When choosing an item to alter, consider how it will work as a blank canvas ready for you to use up all those other goodies you have uncovered. Some of my favorite items for altering include paint cans, clipboards, small tins (they make great little mini sized photo albums), boxes, recipe files, notebooks, and books. Any item you can think of another use for though, can realistically be altered. For the altering part itself, besides using up found items, which provide the unique quality that is the big draw of this art, scrapbook, and other art supplies can fill in any needed gaps.
The Actual Altering
Once you have chosen an item to alter, be it an empty paint can, an old book, a tin, what have you, each person will progress from this point on in his or her own way, continuing the unique aspect of this craft. Some people will choose a theme to work from, while others will literally sit down and let the assortment of found items they have collected draw the course for them. Most fall somewhere between the two, choosing a theme, but not really having a course of action for the finished item until the last piece is in place, letting the art come together piece by piece. For my first project, an altered can, I found it easiest to choose a theme, my love of crochet, and bought a paint can to alter. My goal was to make a container to store my hooks in that I could leave out in the living room when I was not using them, and at the same time, it would be a pleasing little piece of art tucked into the corner. I covered the can with old pages from a magazine about crochet, and added small items pertaining to my love of crochet and needle works in general, including a hook that I no longer used because it had a rough spot that caught the yarn, and another hook that had a bit of rust on it, but I was reluctant to toss because it had been my mothers. I also used threads to decorate the edges, a small pair of scissors that no longer cut well, no matter how many times I tried to sharpen them, and then some fun die cuts that I cut out on my Wishblade cutter.

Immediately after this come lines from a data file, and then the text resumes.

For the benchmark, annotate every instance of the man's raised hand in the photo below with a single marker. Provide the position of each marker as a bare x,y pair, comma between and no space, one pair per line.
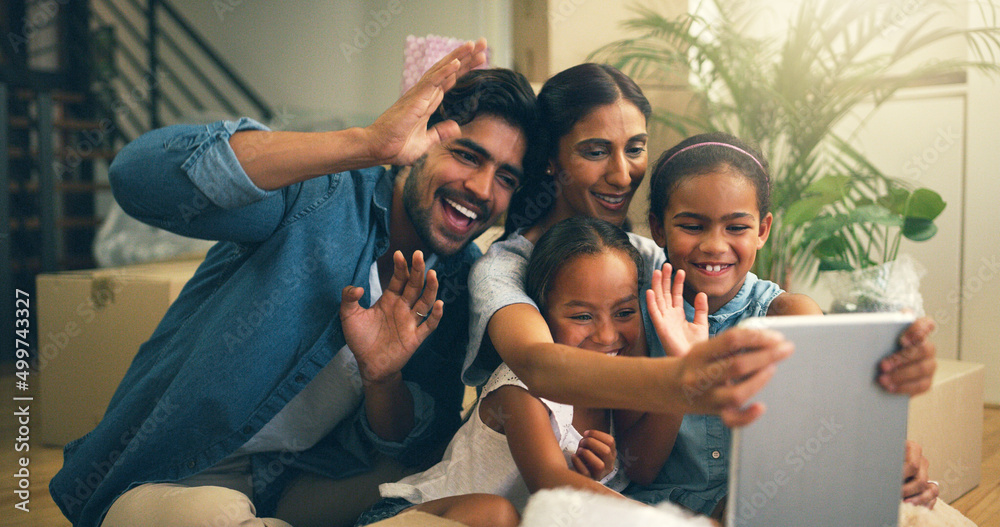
385,336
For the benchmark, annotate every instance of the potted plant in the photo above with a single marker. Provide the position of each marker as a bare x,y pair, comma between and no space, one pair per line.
833,208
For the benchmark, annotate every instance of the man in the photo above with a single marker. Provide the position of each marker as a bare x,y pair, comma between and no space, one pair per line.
243,396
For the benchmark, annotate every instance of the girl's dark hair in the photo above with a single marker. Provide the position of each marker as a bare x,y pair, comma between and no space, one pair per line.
567,240
564,100
694,156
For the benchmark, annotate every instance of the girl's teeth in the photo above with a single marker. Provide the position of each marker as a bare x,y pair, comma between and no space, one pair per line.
465,212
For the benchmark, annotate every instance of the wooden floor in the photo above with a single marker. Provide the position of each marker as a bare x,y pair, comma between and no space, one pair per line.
981,505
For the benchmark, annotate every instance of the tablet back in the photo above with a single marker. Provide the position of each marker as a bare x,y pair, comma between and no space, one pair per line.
829,449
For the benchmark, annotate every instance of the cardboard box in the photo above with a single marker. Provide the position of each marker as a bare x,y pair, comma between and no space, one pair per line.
90,325
947,422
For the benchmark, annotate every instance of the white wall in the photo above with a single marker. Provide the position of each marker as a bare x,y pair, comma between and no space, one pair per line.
326,59
944,138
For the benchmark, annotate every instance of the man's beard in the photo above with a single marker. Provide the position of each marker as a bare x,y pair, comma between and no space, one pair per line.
420,217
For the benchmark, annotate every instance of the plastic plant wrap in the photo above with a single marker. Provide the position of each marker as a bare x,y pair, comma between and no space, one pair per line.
892,286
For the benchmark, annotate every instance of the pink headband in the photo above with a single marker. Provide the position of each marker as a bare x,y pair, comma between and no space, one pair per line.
727,145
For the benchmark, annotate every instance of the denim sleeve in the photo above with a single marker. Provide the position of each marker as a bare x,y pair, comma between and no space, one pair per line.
423,417
187,180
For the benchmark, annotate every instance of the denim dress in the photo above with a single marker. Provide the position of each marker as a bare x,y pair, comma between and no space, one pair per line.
696,473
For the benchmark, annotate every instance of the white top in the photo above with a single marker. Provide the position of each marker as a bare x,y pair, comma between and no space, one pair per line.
497,281
478,459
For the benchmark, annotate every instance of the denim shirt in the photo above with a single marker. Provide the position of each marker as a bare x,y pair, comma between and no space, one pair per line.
254,325
696,473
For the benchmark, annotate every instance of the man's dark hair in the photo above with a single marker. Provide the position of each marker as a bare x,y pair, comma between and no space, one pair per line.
498,92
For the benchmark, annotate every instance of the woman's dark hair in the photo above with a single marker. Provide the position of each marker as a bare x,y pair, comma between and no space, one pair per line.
564,100
702,154
567,240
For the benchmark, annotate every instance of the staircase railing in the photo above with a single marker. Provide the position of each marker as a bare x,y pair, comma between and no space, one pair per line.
163,57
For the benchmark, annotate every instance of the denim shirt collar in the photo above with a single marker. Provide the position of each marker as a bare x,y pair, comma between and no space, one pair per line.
733,309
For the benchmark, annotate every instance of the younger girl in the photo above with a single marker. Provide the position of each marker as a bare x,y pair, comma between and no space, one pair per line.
583,275
709,199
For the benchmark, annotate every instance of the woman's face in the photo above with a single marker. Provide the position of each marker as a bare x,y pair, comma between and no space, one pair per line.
600,163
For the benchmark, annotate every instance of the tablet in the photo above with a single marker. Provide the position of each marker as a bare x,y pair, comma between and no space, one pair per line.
829,449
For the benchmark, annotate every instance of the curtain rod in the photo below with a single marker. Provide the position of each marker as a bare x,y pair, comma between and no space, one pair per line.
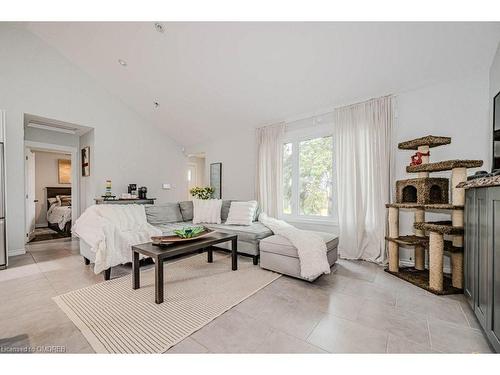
326,112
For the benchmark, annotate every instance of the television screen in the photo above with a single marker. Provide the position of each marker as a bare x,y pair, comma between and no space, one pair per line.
496,131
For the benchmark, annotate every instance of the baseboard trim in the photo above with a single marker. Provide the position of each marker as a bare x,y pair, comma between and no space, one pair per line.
15,252
409,263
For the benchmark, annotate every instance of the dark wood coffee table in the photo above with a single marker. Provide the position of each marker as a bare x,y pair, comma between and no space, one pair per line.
159,254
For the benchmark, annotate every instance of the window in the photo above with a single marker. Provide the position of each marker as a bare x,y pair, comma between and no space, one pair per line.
308,178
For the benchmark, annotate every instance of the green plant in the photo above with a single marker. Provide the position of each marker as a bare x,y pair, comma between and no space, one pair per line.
188,232
204,192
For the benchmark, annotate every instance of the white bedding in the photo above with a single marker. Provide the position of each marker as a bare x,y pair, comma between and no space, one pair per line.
59,215
111,231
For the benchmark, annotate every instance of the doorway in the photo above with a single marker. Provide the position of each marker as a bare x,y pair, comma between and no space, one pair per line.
52,176
195,172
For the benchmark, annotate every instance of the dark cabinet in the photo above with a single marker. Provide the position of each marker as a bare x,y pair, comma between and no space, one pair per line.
482,258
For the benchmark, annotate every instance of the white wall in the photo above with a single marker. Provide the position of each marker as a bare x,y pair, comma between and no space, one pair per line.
494,85
236,152
46,175
37,80
200,164
457,109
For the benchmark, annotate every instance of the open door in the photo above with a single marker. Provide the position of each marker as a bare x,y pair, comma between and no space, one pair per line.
30,194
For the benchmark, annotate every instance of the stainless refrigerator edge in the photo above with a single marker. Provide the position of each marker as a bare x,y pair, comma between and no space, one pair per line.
3,245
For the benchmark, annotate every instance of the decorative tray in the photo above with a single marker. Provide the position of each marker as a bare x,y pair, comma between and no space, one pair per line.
166,240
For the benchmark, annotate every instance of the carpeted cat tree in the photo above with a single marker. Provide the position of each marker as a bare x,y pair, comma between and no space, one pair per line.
445,237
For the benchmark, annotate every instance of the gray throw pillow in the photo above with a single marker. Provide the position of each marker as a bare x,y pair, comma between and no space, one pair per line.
226,205
186,210
164,213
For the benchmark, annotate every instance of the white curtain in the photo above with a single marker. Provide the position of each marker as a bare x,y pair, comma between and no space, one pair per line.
269,172
363,141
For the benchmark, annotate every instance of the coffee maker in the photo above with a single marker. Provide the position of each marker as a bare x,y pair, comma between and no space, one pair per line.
143,191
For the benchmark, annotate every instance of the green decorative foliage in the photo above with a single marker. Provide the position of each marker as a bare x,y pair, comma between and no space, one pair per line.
189,232
204,192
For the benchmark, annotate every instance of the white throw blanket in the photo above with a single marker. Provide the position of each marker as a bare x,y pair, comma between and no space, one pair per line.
310,247
111,231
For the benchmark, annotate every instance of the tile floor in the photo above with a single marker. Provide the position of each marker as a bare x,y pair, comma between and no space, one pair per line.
356,309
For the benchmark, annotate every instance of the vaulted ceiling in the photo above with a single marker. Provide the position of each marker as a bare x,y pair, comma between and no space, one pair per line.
214,78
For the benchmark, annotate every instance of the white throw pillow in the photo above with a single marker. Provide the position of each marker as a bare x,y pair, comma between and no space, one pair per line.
207,211
241,213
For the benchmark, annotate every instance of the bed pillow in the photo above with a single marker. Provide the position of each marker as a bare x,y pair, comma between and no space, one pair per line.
64,200
52,201
207,211
241,213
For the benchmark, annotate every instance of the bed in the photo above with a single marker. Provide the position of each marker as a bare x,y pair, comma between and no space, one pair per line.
59,209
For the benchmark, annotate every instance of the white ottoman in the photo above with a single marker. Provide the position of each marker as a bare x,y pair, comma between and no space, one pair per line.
279,255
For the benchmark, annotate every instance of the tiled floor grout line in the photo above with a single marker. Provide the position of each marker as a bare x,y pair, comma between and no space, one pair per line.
429,332
349,274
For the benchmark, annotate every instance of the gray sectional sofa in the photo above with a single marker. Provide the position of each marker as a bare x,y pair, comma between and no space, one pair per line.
276,252
171,216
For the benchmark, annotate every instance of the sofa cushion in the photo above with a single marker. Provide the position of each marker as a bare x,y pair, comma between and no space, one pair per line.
241,213
164,213
278,244
246,233
207,211
186,210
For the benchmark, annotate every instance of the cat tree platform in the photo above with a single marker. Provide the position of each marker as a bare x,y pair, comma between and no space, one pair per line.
442,227
429,207
446,165
429,141
412,240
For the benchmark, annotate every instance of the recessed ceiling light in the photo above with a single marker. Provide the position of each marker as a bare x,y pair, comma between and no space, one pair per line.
159,27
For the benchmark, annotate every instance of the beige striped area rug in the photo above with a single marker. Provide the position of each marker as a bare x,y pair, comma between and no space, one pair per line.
114,318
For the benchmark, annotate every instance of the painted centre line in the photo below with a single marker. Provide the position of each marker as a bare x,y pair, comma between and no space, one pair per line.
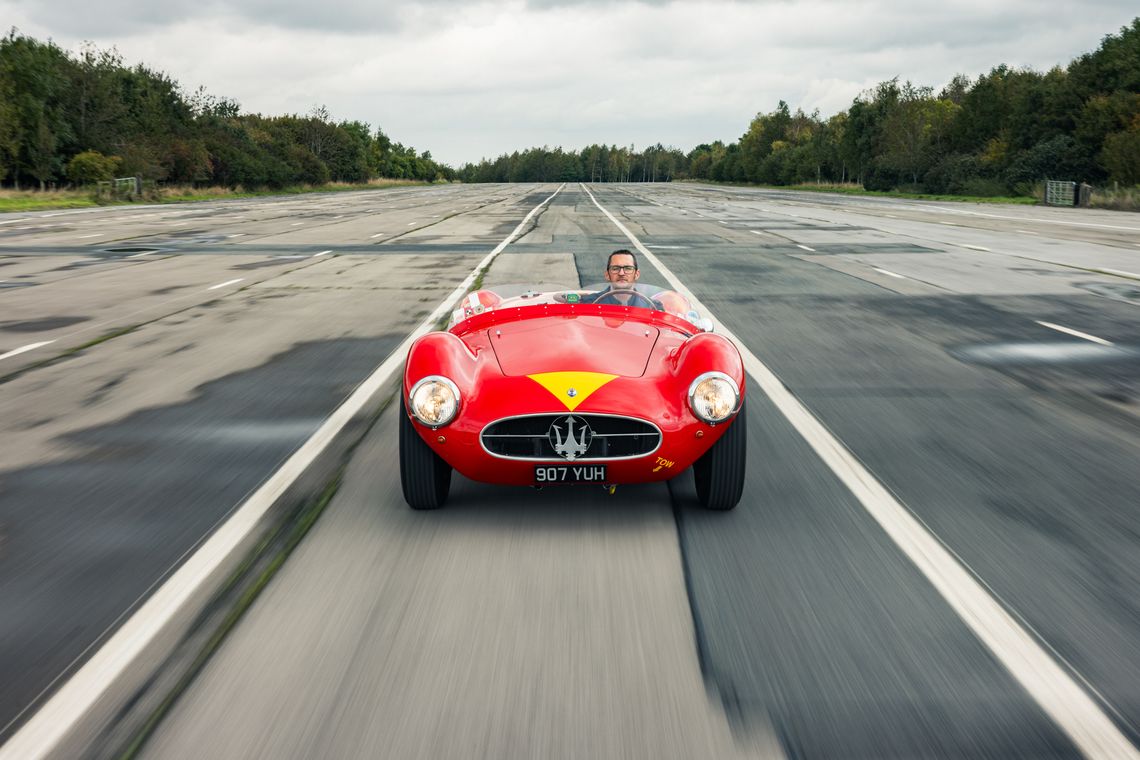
1121,272
43,732
24,349
1052,686
231,282
1069,331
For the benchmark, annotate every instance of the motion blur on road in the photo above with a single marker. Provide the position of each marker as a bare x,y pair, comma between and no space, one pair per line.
980,365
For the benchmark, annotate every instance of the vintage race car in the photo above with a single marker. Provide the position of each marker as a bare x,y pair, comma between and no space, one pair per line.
569,387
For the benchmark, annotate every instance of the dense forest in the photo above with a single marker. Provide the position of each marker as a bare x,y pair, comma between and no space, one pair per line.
76,119
996,136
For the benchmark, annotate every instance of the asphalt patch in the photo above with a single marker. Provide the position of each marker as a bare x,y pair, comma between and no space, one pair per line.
88,537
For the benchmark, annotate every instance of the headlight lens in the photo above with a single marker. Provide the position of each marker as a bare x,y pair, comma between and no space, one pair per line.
434,401
713,397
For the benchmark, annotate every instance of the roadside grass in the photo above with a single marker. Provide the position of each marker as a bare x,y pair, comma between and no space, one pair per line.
16,201
857,189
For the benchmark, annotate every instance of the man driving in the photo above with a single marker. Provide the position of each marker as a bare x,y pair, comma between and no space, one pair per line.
621,270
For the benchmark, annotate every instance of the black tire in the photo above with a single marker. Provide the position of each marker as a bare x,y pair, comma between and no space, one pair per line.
719,474
424,476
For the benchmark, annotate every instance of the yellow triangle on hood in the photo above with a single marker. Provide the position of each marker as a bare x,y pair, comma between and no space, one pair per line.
571,389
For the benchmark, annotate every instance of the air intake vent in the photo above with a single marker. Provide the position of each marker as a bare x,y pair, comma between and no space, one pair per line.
571,438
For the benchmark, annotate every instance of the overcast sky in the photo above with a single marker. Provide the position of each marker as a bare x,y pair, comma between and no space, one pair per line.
475,80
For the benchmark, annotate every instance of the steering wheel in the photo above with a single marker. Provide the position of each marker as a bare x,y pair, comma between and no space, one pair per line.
627,299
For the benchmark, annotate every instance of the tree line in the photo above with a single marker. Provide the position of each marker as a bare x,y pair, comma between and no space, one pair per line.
75,119
995,136
78,119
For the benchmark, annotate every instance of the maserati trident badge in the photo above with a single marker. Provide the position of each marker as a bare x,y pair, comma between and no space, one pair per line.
570,436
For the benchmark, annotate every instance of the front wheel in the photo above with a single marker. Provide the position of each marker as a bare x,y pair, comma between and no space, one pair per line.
424,476
719,473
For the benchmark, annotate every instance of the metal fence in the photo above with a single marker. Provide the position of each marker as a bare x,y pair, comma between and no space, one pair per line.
1060,194
120,188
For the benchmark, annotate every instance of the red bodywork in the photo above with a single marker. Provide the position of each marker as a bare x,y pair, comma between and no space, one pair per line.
489,357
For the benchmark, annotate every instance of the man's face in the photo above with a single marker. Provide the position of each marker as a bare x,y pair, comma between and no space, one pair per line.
620,272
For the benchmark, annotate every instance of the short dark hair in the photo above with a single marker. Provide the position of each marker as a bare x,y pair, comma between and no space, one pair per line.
621,252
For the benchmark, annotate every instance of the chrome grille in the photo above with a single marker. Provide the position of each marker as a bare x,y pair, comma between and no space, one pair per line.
530,438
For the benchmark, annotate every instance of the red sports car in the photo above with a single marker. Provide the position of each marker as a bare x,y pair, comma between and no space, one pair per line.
569,387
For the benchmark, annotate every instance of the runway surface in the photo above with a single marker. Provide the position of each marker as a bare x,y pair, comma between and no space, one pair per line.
982,362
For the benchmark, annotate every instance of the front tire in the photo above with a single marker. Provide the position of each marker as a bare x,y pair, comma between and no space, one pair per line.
424,476
719,473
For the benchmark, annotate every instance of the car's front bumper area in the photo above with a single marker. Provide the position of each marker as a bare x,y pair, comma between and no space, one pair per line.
683,438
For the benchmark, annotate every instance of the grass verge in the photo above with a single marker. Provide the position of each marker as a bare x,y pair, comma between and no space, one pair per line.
857,189
17,201
66,353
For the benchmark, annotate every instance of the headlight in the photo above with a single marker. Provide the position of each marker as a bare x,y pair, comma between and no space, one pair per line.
713,397
434,401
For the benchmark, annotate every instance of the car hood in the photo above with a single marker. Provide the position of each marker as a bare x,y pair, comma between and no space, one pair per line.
579,343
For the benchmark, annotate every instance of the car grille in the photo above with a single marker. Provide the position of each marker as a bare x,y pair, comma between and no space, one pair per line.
530,436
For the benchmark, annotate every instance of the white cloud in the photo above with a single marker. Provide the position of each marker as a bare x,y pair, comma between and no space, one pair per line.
469,81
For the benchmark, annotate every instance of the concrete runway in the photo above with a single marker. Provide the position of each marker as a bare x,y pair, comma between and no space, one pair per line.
928,337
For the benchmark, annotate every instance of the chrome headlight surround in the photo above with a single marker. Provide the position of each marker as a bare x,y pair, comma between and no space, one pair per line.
714,398
434,401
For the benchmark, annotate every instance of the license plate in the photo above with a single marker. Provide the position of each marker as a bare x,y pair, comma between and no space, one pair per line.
570,473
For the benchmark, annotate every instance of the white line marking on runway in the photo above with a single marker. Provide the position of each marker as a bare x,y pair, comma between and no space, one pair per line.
1069,331
24,349
1035,221
43,732
1053,687
230,282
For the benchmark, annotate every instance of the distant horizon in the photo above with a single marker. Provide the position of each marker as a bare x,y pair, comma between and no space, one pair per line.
494,80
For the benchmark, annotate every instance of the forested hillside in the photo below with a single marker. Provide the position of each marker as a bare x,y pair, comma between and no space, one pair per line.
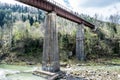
22,33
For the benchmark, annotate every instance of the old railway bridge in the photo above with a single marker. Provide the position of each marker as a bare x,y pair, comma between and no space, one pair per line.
50,59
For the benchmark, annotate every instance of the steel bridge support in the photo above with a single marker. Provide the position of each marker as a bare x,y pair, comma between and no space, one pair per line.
50,59
80,43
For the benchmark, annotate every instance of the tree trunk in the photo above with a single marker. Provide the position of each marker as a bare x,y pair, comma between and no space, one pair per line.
50,61
80,43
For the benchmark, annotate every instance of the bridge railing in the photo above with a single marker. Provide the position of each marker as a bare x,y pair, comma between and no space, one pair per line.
63,7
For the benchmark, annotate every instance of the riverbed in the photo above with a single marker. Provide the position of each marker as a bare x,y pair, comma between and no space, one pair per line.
16,72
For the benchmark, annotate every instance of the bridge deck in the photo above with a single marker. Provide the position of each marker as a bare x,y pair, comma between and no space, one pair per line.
60,11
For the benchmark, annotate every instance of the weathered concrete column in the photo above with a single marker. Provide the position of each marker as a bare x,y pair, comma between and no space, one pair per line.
50,61
80,43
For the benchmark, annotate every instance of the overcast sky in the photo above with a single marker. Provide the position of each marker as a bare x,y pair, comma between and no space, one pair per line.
90,7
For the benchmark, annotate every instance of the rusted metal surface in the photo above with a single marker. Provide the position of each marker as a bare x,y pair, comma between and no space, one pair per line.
60,11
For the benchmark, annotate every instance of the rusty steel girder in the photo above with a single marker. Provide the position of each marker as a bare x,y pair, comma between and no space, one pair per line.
49,7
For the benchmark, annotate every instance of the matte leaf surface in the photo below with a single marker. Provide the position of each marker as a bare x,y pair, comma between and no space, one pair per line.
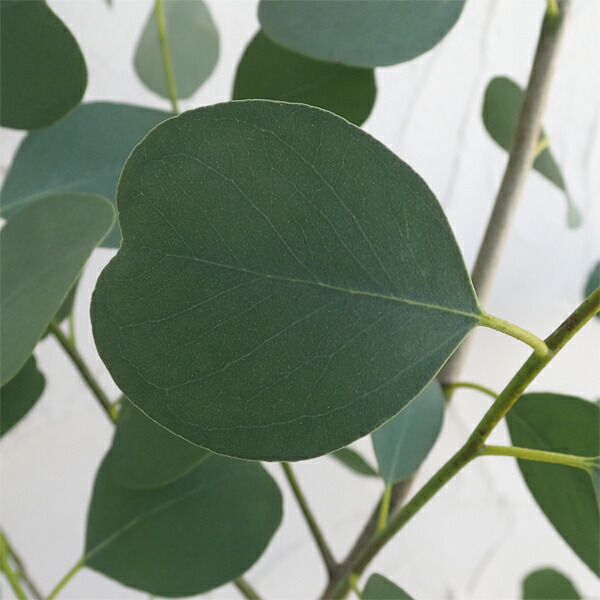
380,588
501,108
567,495
548,584
193,46
84,152
19,395
363,33
403,443
187,537
145,455
43,71
43,250
285,284
272,72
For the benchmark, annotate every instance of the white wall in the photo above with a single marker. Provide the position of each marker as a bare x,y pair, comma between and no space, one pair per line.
483,532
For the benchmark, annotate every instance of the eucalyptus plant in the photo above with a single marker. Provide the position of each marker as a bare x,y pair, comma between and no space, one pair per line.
282,285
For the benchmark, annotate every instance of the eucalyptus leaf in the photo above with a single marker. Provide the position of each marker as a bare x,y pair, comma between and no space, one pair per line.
380,588
43,250
363,33
145,455
403,443
193,48
501,108
20,394
187,537
43,71
285,283
84,152
354,461
548,584
272,72
568,496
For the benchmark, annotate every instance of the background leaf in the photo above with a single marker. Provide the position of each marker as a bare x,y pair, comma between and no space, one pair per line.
380,588
272,72
187,537
548,584
363,33
277,267
20,394
43,71
84,152
567,495
193,44
145,455
403,443
43,250
501,108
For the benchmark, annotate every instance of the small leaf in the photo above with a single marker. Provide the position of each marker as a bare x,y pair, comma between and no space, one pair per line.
501,108
43,250
193,46
19,395
380,588
548,584
84,152
403,443
354,461
187,537
362,33
567,495
43,71
145,455
272,72
278,293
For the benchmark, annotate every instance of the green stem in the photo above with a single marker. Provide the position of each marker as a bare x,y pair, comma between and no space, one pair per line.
83,369
246,589
330,562
164,49
472,448
538,345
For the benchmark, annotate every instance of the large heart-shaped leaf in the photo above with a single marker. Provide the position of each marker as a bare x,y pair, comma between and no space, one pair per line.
501,108
146,455
187,537
19,395
272,72
285,284
43,71
193,48
84,152
548,584
403,443
43,249
363,33
568,496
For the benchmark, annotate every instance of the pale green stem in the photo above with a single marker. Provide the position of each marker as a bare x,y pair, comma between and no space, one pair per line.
164,49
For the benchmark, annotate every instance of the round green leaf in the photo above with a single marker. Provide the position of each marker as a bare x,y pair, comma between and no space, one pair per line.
567,495
363,33
548,584
285,284
380,588
501,108
403,443
43,71
145,455
187,537
193,47
84,152
43,249
272,72
19,395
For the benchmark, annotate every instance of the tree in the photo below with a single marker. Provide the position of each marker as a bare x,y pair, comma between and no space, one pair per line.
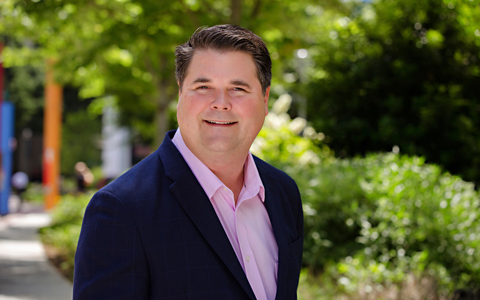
400,73
125,48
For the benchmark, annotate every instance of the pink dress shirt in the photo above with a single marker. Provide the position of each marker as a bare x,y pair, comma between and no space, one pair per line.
246,224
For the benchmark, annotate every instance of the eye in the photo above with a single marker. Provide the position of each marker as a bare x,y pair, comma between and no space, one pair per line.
238,89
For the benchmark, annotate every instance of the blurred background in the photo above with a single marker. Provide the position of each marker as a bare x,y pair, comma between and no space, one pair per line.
375,112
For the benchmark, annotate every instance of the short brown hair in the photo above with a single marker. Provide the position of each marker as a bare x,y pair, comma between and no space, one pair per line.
225,38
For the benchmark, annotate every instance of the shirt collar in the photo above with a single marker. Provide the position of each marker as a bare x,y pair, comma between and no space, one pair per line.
209,181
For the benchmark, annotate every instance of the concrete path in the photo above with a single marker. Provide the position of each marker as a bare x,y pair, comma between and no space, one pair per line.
25,273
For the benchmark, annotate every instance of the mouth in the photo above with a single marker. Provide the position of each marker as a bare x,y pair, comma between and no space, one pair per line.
220,123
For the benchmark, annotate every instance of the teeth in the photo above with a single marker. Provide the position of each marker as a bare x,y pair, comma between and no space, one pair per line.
220,123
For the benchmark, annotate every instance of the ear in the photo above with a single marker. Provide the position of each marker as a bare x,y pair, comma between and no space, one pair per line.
265,100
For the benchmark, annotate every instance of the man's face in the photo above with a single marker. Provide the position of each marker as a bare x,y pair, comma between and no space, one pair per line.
221,106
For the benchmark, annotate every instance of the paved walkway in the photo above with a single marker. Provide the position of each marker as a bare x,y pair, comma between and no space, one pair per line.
25,273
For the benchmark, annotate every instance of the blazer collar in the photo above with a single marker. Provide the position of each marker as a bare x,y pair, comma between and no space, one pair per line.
198,207
273,204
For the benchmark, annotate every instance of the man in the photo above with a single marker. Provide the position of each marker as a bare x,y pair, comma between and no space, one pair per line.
200,218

The one downfall of creating altered art is that even though you suddenly have a use, or potential use for all those items filling up your junk drawer, you will suddenly find it very difficult to toss anything. Each item that is headed for the trash will now need to be examined and you will often discover that maybe you could use it for this project or that. Your grandmother's supply of old buttons will become something that you covet, and your mother's habit of saving old cards, both Christmas and everyday, will all of a sudden make perfect sense and you will be questioning yourself on all the good things you have tossed over the years. Creating altered art will give you a very different perception of what exactly junk is and is not!